Our previous look at the impact of using PFD cuts in the FY24 budget by income bracket makes the point clear:
On average, using PFD cuts, the FY24 budget diverts roughly 3.6% of total adjusted Alaska gross income (including the estimated portion received by non-residents) to government. But that burden is distributed hugely disproportionately. Non-residents receiving Alaska-sourced income contribute nothing. Compared to an average burden of 3.6% of adjusted gross income, those in the top 20% only contribute roughly 2.2%.
On the other hand, on average, middle-income Alaska families are required to contribute roughly 6.7% of their adjusted gross income, and more than 19% is diverted from the income of those in the lowest 20% income bracket.
In a press conference earlier this year, Governor Dunleavy said about a fiscal plan, “a broad-based solution that doesn’t gouge or take huge parts from one sector (of Alaska) or another, or penalize one sector for another is probably the most important thing we can do.”
An approach that, of the various revenue options, is “by far the costliest measure for Alaska families” and takes more than 6% and 19% of adjusted gross income from middle- and lower-income Alaska families, respectively, while taking much less from families in the top 20% and none from non-residents, certainly doesn’t meet that standard.
Instead, if anything, it is the poster child for an approach that “gouges or take(s) huge parts from one sector or another, or penalize(s) one sector or another.”
Certainly, the Crum-era DOR isn’t alone in targeting PFD cuts as the solution.
For example, rather than include PFD cuts as one from a list of options as both the previous 2016 ISER and 2017 Institute on Taxation and Economic Policy (ITEP) studies for the Legislature do, an online “poll” currently being promoted by Commonwealth North similarly targets PFD cuts as the preferred solution by treating the option as the starting point of any analysis (“You will start by deciding how much should be spent on Permanent Fund dividends; this choice will determine the amount of spending increases or cuts needed to balance your budget.”)

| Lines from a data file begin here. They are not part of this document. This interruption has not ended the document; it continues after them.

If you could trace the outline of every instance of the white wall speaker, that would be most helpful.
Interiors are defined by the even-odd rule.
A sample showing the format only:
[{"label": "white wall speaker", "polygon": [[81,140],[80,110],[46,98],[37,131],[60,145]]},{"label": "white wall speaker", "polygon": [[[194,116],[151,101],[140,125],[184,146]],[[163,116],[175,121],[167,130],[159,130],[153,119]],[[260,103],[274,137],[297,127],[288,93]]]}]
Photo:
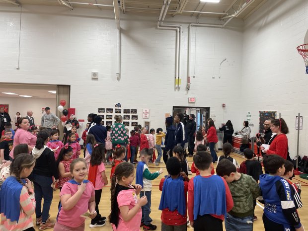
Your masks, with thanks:
[{"label": "white wall speaker", "polygon": [[92,77],[92,79],[98,79],[98,73],[92,72],[91,76]]}]

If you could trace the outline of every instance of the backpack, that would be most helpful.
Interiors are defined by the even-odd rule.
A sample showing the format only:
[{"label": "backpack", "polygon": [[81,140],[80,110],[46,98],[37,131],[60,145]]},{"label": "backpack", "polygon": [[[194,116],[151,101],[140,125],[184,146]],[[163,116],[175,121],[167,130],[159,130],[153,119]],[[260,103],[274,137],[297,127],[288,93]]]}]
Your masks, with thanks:
[{"label": "backpack", "polygon": [[304,155],[302,159],[301,165],[299,164],[299,170],[301,172],[308,173],[308,157],[307,155]]}]

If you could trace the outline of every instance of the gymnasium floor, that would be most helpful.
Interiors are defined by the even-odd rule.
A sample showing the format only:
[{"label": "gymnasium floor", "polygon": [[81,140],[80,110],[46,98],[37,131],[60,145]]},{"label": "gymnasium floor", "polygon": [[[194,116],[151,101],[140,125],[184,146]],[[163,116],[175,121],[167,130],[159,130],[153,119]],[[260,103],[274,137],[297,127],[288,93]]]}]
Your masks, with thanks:
[{"label": "gymnasium floor", "polygon": [[[222,152],[220,151],[219,153],[217,154],[219,156],[223,154]],[[241,155],[233,153],[231,154],[231,156],[233,158],[234,158],[237,161],[238,164],[240,164],[244,159],[242,157]],[[192,158],[188,158],[188,163],[189,164],[189,166],[191,166],[191,164],[192,163]],[[216,167],[216,164],[214,165],[214,167]],[[160,167],[161,167],[163,169],[164,169],[164,173],[162,174],[162,176],[167,174],[166,170],[165,169],[165,166],[164,163],[160,164],[159,166],[155,166],[154,164],[149,164],[149,167],[151,171],[157,171],[159,169]],[[111,165],[106,165],[106,175],[109,178],[109,176],[110,175],[110,170],[111,170]],[[193,174],[192,175],[188,176],[190,178],[192,176],[195,175],[195,174]],[[152,224],[154,225],[156,225],[157,226],[157,229],[156,230],[161,231],[161,222],[160,220],[161,211],[158,210],[158,207],[159,204],[159,201],[160,200],[160,194],[161,192],[158,190],[158,185],[159,181],[160,180],[160,178],[158,178],[155,179],[154,181],[153,181],[153,189],[152,189],[152,213],[151,214],[151,217],[152,219],[153,219],[153,222]],[[292,180],[293,182],[300,182],[302,186],[302,201],[303,203],[304,206],[303,208],[301,208],[299,210],[299,213],[300,214],[300,217],[301,218],[302,223],[303,224],[304,227],[308,227],[308,220],[307,219],[305,219],[304,218],[307,218],[307,215],[305,214],[308,214],[308,180],[304,180],[299,177],[299,176],[296,176],[295,178]],[[104,187],[103,188],[103,192],[102,193],[101,199],[100,201],[100,203],[99,204],[99,211],[100,213],[103,216],[107,217],[109,215],[110,213],[110,182],[109,184],[106,187]],[[53,221],[55,221],[56,217],[57,214],[58,213],[57,206],[58,203],[59,203],[59,190],[57,190],[55,192],[54,192],[54,199],[53,200],[52,204],[51,205],[51,208],[50,209],[50,213],[51,215],[51,219]],[[260,205],[262,206],[262,205]],[[253,226],[253,230],[254,231],[262,231],[264,230],[263,222],[262,221],[262,216],[263,214],[263,209],[262,209],[260,206],[257,205],[255,208],[255,215],[257,217],[258,217],[258,220],[254,222]],[[35,215],[33,215],[33,222],[34,224],[35,224]],[[85,231],[112,231],[112,228],[111,226],[109,224],[109,223],[107,222],[106,225],[103,227],[100,228],[96,228],[91,229],[89,227],[89,224],[90,223],[90,219],[87,219],[85,222]],[[38,227],[35,227],[36,230],[38,231]],[[52,229],[46,230],[52,230]],[[140,230],[142,231],[143,229],[141,228]],[[193,230],[193,229],[190,226],[187,228],[187,231],[192,231]]]}]

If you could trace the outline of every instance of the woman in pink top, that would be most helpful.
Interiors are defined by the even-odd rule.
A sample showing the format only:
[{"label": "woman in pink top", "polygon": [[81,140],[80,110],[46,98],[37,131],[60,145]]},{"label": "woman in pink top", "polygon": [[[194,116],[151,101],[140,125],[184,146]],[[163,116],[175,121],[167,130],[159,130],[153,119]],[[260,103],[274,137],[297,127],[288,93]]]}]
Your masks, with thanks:
[{"label": "woman in pink top", "polygon": [[88,180],[92,182],[95,189],[95,210],[97,213],[97,216],[91,221],[91,228],[103,226],[106,223],[106,217],[102,217],[98,210],[103,187],[108,184],[104,163],[105,146],[103,144],[98,143],[94,146],[92,151],[88,176]]},{"label": "woman in pink top", "polygon": [[29,152],[31,153],[36,143],[36,137],[28,132],[30,127],[29,120],[25,117],[22,117],[19,121],[19,123],[17,125],[18,129],[14,136],[13,149],[9,153],[9,156],[12,159],[14,158],[13,153],[16,146],[20,144],[26,144],[29,148]]},{"label": "woman in pink top", "polygon": [[[114,231],[140,231],[141,207],[148,203],[146,196],[139,200],[137,195],[141,185],[131,185],[135,178],[135,168],[131,163],[119,163],[111,178],[111,213],[108,217]],[[116,179],[118,183],[116,185]]]},{"label": "woman in pink top", "polygon": [[215,150],[215,145],[218,142],[218,137],[217,137],[216,128],[215,127],[215,125],[213,120],[209,120],[208,122],[208,125],[209,125],[209,129],[208,130],[207,133],[204,136],[204,137],[206,138],[208,140],[211,155],[213,157],[213,162],[215,163],[216,160],[218,159],[217,154]]}]

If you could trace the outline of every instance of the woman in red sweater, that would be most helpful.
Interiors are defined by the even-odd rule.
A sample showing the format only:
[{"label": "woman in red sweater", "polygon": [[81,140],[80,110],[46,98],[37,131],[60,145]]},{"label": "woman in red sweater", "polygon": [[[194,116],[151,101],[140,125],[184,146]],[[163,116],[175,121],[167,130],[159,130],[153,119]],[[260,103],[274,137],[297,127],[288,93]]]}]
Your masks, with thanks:
[{"label": "woman in red sweater", "polygon": [[215,145],[218,142],[218,137],[217,137],[216,128],[213,120],[209,120],[208,122],[208,125],[209,126],[209,129],[208,130],[208,133],[204,136],[204,138],[206,138],[208,140],[211,155],[212,155],[213,157],[213,162],[215,163],[218,159],[217,154],[215,152]]},{"label": "woman in red sweater", "polygon": [[147,132],[147,128],[144,127],[141,129],[141,135],[140,135],[140,148],[139,150],[139,153],[143,149],[149,149],[149,139],[146,136],[146,133]]},{"label": "woman in red sweater", "polygon": [[289,133],[289,128],[286,121],[282,118],[280,120],[274,119],[271,122],[271,130],[273,133],[276,133],[275,138],[268,150],[261,147],[263,153],[267,155],[277,154],[287,159],[288,155],[288,138],[286,134]]}]

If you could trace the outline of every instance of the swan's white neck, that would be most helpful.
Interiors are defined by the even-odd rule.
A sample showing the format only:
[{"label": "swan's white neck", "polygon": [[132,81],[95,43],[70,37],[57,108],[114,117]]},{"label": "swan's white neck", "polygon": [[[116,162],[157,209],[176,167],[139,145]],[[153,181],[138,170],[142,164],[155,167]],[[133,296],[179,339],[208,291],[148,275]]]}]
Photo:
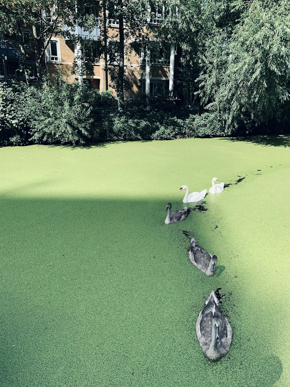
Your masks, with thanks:
[{"label": "swan's white neck", "polygon": [[212,187],[213,188],[213,190],[215,194],[216,194],[217,188],[215,187],[215,180],[213,180],[214,178],[213,178],[212,180]]},{"label": "swan's white neck", "polygon": [[185,195],[184,195],[184,199],[183,200],[183,203],[187,203],[187,197],[188,196],[188,187],[187,186],[185,187]]}]

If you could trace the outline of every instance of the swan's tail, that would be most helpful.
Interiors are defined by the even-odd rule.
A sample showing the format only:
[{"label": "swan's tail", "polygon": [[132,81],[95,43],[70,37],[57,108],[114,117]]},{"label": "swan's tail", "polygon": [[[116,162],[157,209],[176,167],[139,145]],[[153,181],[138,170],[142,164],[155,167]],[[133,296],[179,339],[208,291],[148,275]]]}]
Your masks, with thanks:
[{"label": "swan's tail", "polygon": [[194,246],[196,244],[196,242],[195,241],[195,240],[194,238],[191,238],[191,240],[190,241],[190,245],[191,246]]},{"label": "swan's tail", "polygon": [[210,293],[210,296],[205,300],[205,305],[206,305],[209,301],[213,301],[217,306],[220,306],[220,301],[215,296],[214,290],[213,290]]}]

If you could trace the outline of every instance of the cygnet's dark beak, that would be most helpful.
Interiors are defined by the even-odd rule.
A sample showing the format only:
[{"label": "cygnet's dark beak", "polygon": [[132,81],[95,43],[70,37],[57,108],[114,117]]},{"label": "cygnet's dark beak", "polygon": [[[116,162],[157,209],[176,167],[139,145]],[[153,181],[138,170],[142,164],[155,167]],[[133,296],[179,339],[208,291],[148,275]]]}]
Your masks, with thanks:
[{"label": "cygnet's dark beak", "polygon": [[215,336],[217,340],[218,340],[220,337],[220,332],[218,327],[215,325]]},{"label": "cygnet's dark beak", "polygon": [[212,268],[210,269],[210,271],[212,272],[213,272],[215,271],[215,262],[214,262],[212,265]]}]

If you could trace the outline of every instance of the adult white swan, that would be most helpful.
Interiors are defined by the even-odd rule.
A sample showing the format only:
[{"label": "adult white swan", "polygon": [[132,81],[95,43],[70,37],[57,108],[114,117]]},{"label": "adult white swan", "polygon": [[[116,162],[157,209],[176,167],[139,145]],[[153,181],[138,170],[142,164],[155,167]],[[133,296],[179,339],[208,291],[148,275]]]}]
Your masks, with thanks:
[{"label": "adult white swan", "polygon": [[188,187],[187,185],[183,185],[179,188],[179,192],[181,192],[183,190],[185,190],[185,196],[183,202],[183,203],[191,203],[193,202],[199,202],[202,200],[206,193],[206,190],[203,190],[200,192],[192,192],[188,195]]},{"label": "adult white swan", "polygon": [[[217,182],[217,184],[215,184],[215,182]],[[212,180],[212,187],[209,189],[210,194],[219,194],[223,190],[223,186],[225,183],[219,183],[216,177],[213,177]]]}]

But at least Commonwealth North ultimately demonstrates some intellectual honesty by going on from there to include other options. DOR’s Crum-era “Fiscal Plan Model” doesn’t do even that.
Why has the Crum-era DOR limited the options included in its Fiscal Plan Model? One can speculate it is because of the Commissioner’s well-known, close ties to oil-industry and other lobbyists and their desire to keep Alaskans from seeing information about the potential additional revenue available from relatively minor adjustments in oil taxes or through other approaches that might require contributions toward the solution from non-residents, those in the top 20% or others, other than middle- and lower-income Alaskan families.

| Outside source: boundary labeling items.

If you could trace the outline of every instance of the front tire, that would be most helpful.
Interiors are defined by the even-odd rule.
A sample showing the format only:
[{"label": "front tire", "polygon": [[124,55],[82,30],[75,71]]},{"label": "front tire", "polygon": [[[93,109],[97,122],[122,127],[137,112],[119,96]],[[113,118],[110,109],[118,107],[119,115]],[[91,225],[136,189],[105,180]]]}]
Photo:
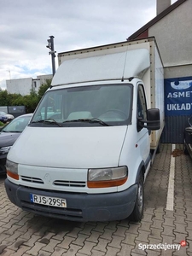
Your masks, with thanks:
[{"label": "front tire", "polygon": [[137,183],[137,193],[136,195],[136,203],[132,213],[130,215],[129,218],[134,222],[141,221],[143,215],[144,207],[144,182],[142,173],[139,176]]}]

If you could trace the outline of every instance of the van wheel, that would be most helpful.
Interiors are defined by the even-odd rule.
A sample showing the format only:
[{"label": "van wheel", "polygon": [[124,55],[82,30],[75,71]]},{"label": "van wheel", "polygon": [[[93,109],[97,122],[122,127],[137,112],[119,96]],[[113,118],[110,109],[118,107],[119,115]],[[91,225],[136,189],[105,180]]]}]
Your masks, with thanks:
[{"label": "van wheel", "polygon": [[143,215],[144,207],[144,184],[143,177],[140,174],[138,180],[137,194],[136,196],[136,203],[132,213],[130,215],[129,219],[134,222],[141,221]]},{"label": "van wheel", "polygon": [[185,142],[185,140],[183,142],[183,151],[184,151],[184,154],[189,154],[188,149],[186,148],[186,142]]}]

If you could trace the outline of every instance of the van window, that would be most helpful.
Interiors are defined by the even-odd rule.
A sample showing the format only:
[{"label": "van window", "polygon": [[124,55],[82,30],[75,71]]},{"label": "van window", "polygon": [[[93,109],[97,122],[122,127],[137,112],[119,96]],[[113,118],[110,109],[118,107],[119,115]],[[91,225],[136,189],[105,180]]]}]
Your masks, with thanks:
[{"label": "van window", "polygon": [[32,122],[52,119],[63,126],[67,123],[70,126],[94,126],[98,124],[82,125],[78,120],[98,119],[109,125],[121,125],[131,122],[131,84],[52,89],[44,95]]},{"label": "van window", "polygon": [[139,84],[137,90],[137,118],[147,119],[147,105],[143,84]]}]

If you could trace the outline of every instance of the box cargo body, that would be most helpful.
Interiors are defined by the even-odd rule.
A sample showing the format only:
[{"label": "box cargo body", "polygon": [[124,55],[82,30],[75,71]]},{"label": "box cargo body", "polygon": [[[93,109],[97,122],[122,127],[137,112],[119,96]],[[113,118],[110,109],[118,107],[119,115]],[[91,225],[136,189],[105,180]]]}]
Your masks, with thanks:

But regardless of the reason, the impact is to deprive legislators and other Alaskans of highly useful information at a particularly critical time in Alaska’s history.
One more time, even under Governor Dunleavy’s 10-year plan, Alaska hits the fiscal wall in three years. More realistically, we think it’s two. Either way, Alaska needs to be plotting and implementing a different course now. This is the time to have all of the information relevant to the alternatives on the table in plain sight for all to see. For whatever reason, however, Commissioner Adam Crum’s DOR is keeping some of the most important pieces locked away.